U.S. forests have been experiencing an escalating number of catastrophic scale forest wildfires during the past 20 years. During the same time, federal, state, and local wildfire suppression outlays have also escalated dramatically, from less than $500 million to nearly $2 billion/year. With the simultaneous reductions of active timber and recreational resources management, wildfire suppression has become “the big business” of the USFS. However, preliminary research indicates that wildfire agencies’ suppression costs may represent only 2% to 10% of the total cost-plus-loss damages to burned forests – that is, recent public losses attributable to major forest wildfires may likely, and more accurately, total anywhere from $20 billion to more than $100 billion per year.
In the Western Forestry Leadership Coalition report mentioned above, the authors examined the Cerro Grande Fire. That fire was initiated by a prescribed fire set by the USDI National Park Service on the Bandelier National Monument that escaped firelines on May 2, 2000 due to high winds. It soon became a 42,900-acre wildfire that ultimately destroyed over 400 residences, caused the evacuation of 18,000 people, and did significant damage to the Los Alamos National Laboratory facilities and equipment. Lasting damage was done to soils (erosion) and hydrology (flash floods) as well as vegetation, habitat, and historic cultural sites. The fire cost $33.5 million to contain, inflicted $864.5 million in direct costs, and required $72.5 million in short-term rehabilitation costs. Despite these reported damages, it is stated, “longer-term costs are still likely under-reported.”
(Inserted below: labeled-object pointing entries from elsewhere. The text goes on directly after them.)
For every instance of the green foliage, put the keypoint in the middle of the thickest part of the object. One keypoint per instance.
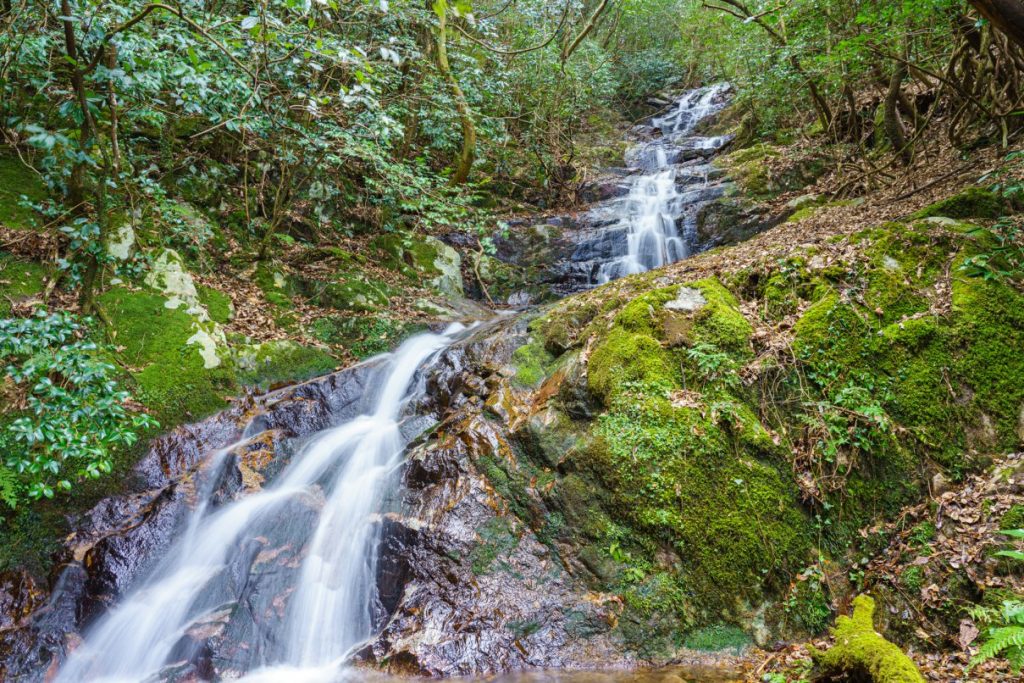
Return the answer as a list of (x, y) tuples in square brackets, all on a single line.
[(807, 601), (859, 648), (70, 415), (718, 638), (363, 337), (1004, 627), (1005, 260)]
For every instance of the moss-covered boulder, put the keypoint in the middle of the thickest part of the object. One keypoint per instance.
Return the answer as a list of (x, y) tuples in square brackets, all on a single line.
[(426, 260), (972, 203), (860, 653), (19, 186), (20, 282), (705, 442)]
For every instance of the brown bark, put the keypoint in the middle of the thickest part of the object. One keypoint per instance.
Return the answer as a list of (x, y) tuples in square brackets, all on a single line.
[(1007, 15), (468, 153), (894, 127)]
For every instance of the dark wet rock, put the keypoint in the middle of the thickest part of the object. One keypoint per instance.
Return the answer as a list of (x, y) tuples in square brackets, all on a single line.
[(119, 539), (481, 594), (729, 221)]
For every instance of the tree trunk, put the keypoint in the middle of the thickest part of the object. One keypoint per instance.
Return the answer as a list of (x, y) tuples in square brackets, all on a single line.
[(1007, 15), (468, 153), (894, 127)]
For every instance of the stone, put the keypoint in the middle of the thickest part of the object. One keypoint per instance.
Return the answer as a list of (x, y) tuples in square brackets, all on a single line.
[(449, 263), (209, 341), (688, 300), (944, 221), (804, 201), (940, 484), (120, 242), (168, 275)]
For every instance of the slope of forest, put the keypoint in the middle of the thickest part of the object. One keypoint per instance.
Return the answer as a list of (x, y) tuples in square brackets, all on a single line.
[(204, 201)]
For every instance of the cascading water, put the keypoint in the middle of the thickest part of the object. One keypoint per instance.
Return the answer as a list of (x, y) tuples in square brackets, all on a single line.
[(325, 501), (654, 207)]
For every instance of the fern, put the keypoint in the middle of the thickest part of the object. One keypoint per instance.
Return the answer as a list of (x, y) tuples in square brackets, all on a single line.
[(8, 487), (1005, 638)]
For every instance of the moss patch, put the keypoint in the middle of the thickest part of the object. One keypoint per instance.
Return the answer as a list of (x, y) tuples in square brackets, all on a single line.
[(18, 281), (972, 203), (363, 336), (16, 181), (170, 373), (861, 651)]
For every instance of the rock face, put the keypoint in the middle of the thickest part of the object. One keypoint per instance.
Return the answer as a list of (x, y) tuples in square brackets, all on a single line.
[(567, 254), (465, 586)]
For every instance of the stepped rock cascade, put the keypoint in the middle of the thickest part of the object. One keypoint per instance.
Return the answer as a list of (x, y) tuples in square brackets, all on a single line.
[(657, 217), (328, 499)]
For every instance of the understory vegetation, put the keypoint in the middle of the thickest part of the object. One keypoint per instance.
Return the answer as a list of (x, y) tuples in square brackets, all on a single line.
[(201, 199)]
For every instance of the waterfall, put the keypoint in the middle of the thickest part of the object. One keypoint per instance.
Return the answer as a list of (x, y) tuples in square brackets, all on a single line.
[(326, 500), (654, 210)]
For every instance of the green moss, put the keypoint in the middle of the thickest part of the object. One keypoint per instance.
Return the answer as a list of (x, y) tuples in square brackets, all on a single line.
[(733, 521), (719, 323), (16, 181), (1013, 518), (972, 203), (276, 361), (353, 292), (170, 374), (531, 365), (861, 651), (278, 289), (654, 616), (750, 169), (625, 357), (801, 214), (718, 638), (363, 336), (644, 313), (988, 319), (923, 534), (217, 304), (912, 579), (407, 254), (18, 281), (497, 541), (562, 326)]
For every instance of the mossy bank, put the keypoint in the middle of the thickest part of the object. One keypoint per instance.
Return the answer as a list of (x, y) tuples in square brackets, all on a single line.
[(702, 447)]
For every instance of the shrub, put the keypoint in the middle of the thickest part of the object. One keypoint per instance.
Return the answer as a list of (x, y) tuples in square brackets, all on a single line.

The Old, Grand Prix, and Padua wildfire complex consisted of about a dozen separate fires, some of which are believed to have been started by arsonists, in the Santa Ana Mountains of southern California. The fire complex eventually totaled about 125,000 acres in size, at least six people were killed, about 100,000 residents were evacuated, 787 property owners filed claims for total losses, and 3,860 filed claims for partial losses attributed to the fire. More than $61 million was spent on suppression, but other direct costs totaled $650 million, and $122 million was spent on short-term “rehabilitation.” Despite these totals, the Western Forestry Leadership Coalition report stated:
“ Non market costs were listed and noted as important, but were not included in total cost estimates. Likewise, the authors concluded valuation of ecological goods and services a work in progress and did not build these values into cost estimates. … Eighteen months following the fire, $832 million had been spent; authors estimated an additional $443 million would be spent in the future as part of long-term fire recovery efforts." (Dale 2009).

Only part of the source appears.